鳥たちの時代 The Age of Birds(1986)
(b.1953)
「鳥たちの時代」は日本フィルハーモニー交響楽団の委嘱による「日本フィル・シリーズ」第31作として1985年夏より86年春にかけて作曲。現代音楽という混沌の森から飛び立ち新しい翼を模索する鳥たち、そして、日本フィルという音楽の鳥たちに寄せる頌歌。
この曲で、鳥たちのさえずりや歌の音型だけでなく、翼を広げる様や、羽毛の柔らかさ、枝の上や地上での仕草、群れをなして空を飛翔する姿、など様々なものを音楽の形やオーケストレイションに応用することを考えていた。
Moderato/Scherzo/Allegroの3つの楽章を持つ一種の交響曲でもあり、<朱鷺に寄せる哀歌>、<チカプ>に続く「鳥の三部作」の完結篇でもある。
1 SKY<空が鳥たちに与えるもの>
空と雲と鳥たちとによせる雅歌。
2 TREE<樹が鳥たちに語ること>
通り過ぎてゆく異国の鳥たちのリズムの堆積法。
3 THE SUN<太陽が鳥たちに贈るもの>
太陽に向かって飛翔する鳥たちの祝祭。
1986年5月24日、日本フィルハーモニー交響楽団の第382回定期演奏会(東京文化会館)において、井上道義指揮/日本フィルハーモニー交響楽団で初演。
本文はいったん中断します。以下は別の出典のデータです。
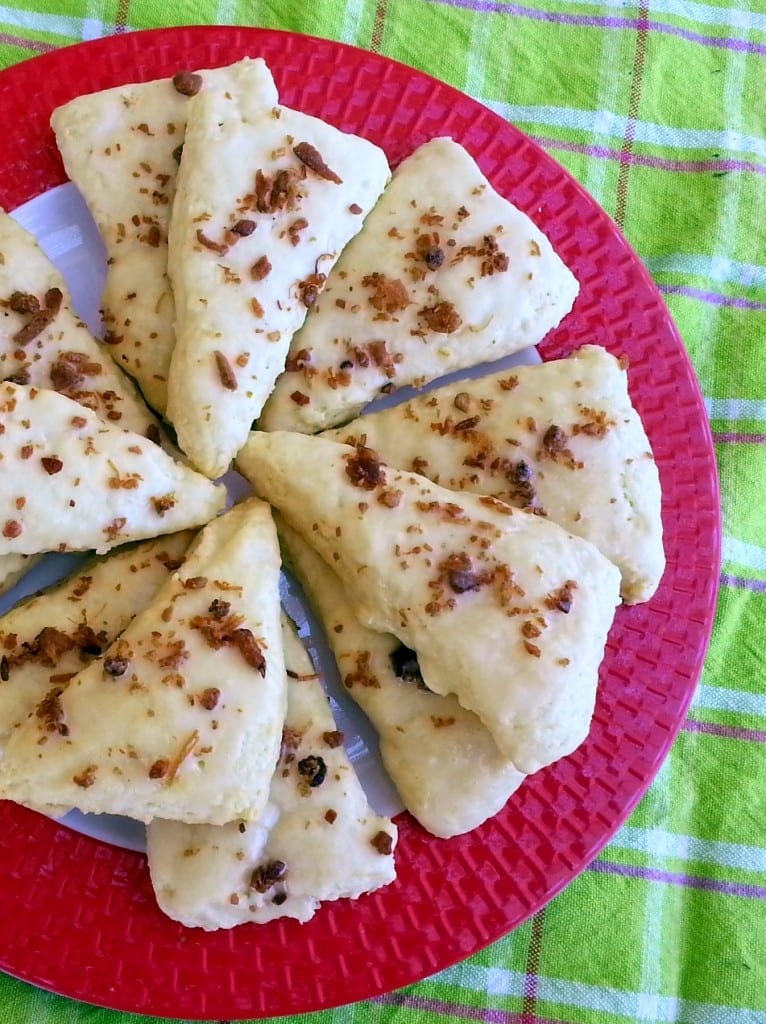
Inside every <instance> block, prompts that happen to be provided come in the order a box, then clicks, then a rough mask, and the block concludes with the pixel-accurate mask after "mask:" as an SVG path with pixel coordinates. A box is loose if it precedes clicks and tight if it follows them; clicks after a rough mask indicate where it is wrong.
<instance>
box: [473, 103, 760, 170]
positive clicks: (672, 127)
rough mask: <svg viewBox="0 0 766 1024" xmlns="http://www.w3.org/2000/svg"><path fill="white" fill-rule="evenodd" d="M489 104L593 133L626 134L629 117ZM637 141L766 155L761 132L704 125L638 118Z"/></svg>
mask: <svg viewBox="0 0 766 1024" xmlns="http://www.w3.org/2000/svg"><path fill="white" fill-rule="evenodd" d="M482 102H483V103H484V105H485V106H490V108H491V109H492V110H493V111H495V113H496V114H500V115H501V117H504V118H505V119H506V120H507V121H514V122H516V123H520V122H525V123H534V124H544V125H563V126H564V127H566V128H574V129H578V130H580V131H584V132H588V133H589V134H601V135H613V136H615V137H616V138H623V137H624V136H625V130H626V125H627V122H628V118H627V117H625V116H624V115H620V114H614V113H612V112H610V111H585V110H580V109H579V108H572V106H537V105H527V104H522V103H503V102H500V101H499V100H493V99H487V98H482ZM633 137H634V139H635V140H636V142H646V143H648V144H650V145H662V146H668V147H670V148H673V150H704V151H706V155H707V156H713V154H718V155H719V156H720V155H721V154H722V153H723V152H724V151H728V152H731V153H738V154H744V153H748V154H753V155H754V156H757V157H764V158H766V139H764V138H759V137H758V136H757V135H746V134H743V133H742V132H738V131H733V130H731V129H728V128H726V129H723V130H722V131H717V130H715V129H704V128H673V127H671V126H670V125H658V124H654V123H653V122H651V121H636V122H635V129H634V136H633Z"/></svg>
編成は通常3管オーケストラ(3-3-3-3,4-3-3-1,4perc。、pf/cel,str。)

 

【吉松隆プロフィール】

 

東京生まれ。慶応義塾大学工学部在学中、松村禎三のもとで作曲を学ぶ。1974年同大学を中退後、ロックやジャズ、日本の伝統音楽のグループに参加しながら研鑽を積む。1980年作品「ドーリアン」が交響楽振興財団第2回作曲賞に入選。1982年には「尾高賞」30周年記念コンサートにおいて「朱鷺に寄せる哀歌」がNHK交響楽団により演奏される。さらに「チカプ」がユネスコ国際現代作曲家会議で入選。1984年には西村朗とともに世紀末音楽研究所を設立。1985年ギター協奏曲「天馬効果」で文化庁舞台芸術奨励賞受賞。1987年の草津夏季国際音楽アカデミー&フェスティバルでは招待作曲家となる。現在は自然と、鳥、伝説上の動物、人間、星などその構成物にインスピレーションを受けた連作に取り組んでいる。音楽評論、エッセイなどの執筆活動も旺盛で、著書に「魚座の音楽論」、「世紀末音楽ノオト」(音楽之友社)などがある。